For two days now, with repeated announcements from government officials, the Prime Minister himself, but also “civil society bodies” (completely coincidentally, in the same line), the detainee Dimitris Koufontinas has been accused of not having exercised the legal means he is entitled to to request his transfer to Korydallos prison and that he is choosing suicide!
They are lying. And we have to point out the following:
Immediately after his transfer to Domokos prison, the detainee submitted to the secretariat an application for his transfer to Korydallos, according to the provisions of Law 4760/20, which as we were assured by prison officials was forwarded to the Ministry, on 11/1/2021 with protocol number 23624.
This request has not been answered to date.

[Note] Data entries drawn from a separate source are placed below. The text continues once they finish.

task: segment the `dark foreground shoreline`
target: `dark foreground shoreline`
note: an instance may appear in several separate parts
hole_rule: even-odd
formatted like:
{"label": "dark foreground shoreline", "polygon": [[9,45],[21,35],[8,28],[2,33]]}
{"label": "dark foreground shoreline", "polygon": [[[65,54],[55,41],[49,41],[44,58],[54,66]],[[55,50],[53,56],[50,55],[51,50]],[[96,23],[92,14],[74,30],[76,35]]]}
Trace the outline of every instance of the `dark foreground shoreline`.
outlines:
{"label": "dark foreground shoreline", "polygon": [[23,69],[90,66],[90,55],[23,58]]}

In addition, since 28/12/20, the detainee has requested to be given a copy of the transfer decision, which until then he knew belonged to the Minister for Prisons (Ms. Nikolaou) and not to the legally responsible institution, which is the Central Transfer Committee (KEM).
In her letter, Ms. Nikolaou stated that there was a decision by the KEM, based on which the detainee had been transferred to Korydallos, and the transfer to Domokos was her own decision, all the while refusing to provide copies (of these transfers)
This statement, according to which, within just one hour, he had been transferred to Korydallos and successively to Domokos, was the one that pushed the prisoner to go on hunger strike.
A request for copies of those decisions was submitted by me electronically, again, on 17/1/21, with an explicit reference to the exercise of legal claims.
The same request was addressed by the Greek Ombudsman, on 21/1/21, in its well-known intervention in the case.
On 18/2, the Minister for Prisons sent us an exact copy of her own decision, but not of the decisions of the KEM she was referring to and basing her decision on, rendering us unable to challenge her decisions. The legal framework for appeals of a KEM decision to the judiciary is provided by article 9 par. 4 of the Penitentiary Code, and is applicable when the detainee has had two negative outcomes in his / her request for transfer (who said that detainees do not have the right to request transfer to another prison?):
-not when the transfer is decided by the KEM itself, ex officio,
– especially not when it is decided by the minister for Prisons,
– not when the relevant Court is the Court of Volos that had the audacity, following public incitement from the current Prime Minister himself to “stand up to Koufontinas” and overturn a decision of the Supreme Court that granted Koufontinas the right to short leaves from prison,
– not when the administrative courts responsible for administrative decisions are completely unaware of the penitentiary code and do not even have the evidence of the contested decisions,
– not when the District Court of Lamia (legally irrelevant anyway), is unable to rule freely under the mounting political pressure by the ND (New Democracy) governor of its district and the prime minister himself.
The new non-paper from the government sent to the MPs of ND for dealing with the communication challenges of a dead hunger striker, while urging them “to say that he has not used his legal means to appeal the case to the court before going on hunger strike”, has misled even the prime minister.
The leaders of the propaganda group that wrote this note should read the law before they dare to use it, at least so as not to ridicule their party executives.
Or maybe for them, the government’s legal view of “this is what I want, this is what I will do” prevail and legitimises the arbitrariness of their choices?
Does it legitimise even the barbarity of a death sentence?